Went exploring National Forest Land. Didn't have a very good Map and no compass. Had my GPS, it did Good I know not good to depend on it.

Wall to wall trees but interesting, not sure if I want to hunt it. Did see plenty of Deer and Turkey. Killed couple Squirrels.

big rockpile


----------



## Nimrod (Jun 8, 2010)

Rock,

You are in good company. To quote Jim Bridger, "Often I didn't know where I was, but I was _never lost_". 

Please be careful. GPS units can be blocked by the trees and the batteries die very very quickly. Always take a compass as backup.


----------



## Seth (Dec 3, 2012)

We are all lost, most just don't know it. Seth


----------



## notwyse (Feb 16, 2014)

We aren't lost....just not there yet


----------



## Seth (Dec 3, 2012)

I've seen this place before. I think we're going in circles. Seth


----------



## big rockpile (Feb 24, 2003)

Seth said:


> We are all lost, most just don't know it. Seth


 
Got Jesus leading me.

big rockpile


----------



## tarbe (Apr 7, 2007)

big rockpile said:


> Got Jesus leading me.
> 
> big rockpile


Me too. Being a sheep, I am not always so good at following.

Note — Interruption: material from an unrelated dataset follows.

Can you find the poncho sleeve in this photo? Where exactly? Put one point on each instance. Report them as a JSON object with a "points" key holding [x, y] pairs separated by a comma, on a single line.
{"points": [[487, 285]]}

Thankfully, He is a very good Shepard. :grin:


----------



## joejeep92 (Oct 11, 2010)

Some of the best things ever seen in nature are seen with no idea where you are. It isn't quite lost, you just can't quite pinpoint where you are...


----------



## littlejoe (Jan 17, 2007)

I've heard a lot of people say they have an innate sense of direction...they cannot lose their direction?

I don't think these people have spent much time out in the weather, or out and about? If you cant see landmarks, sun, moon, stars, or no breeze, you are lost! Heavy snow or fog with no breeze, no sense of uphill or down, gets me. It's happened to me in what I think I can navigate with closed eyes!


----------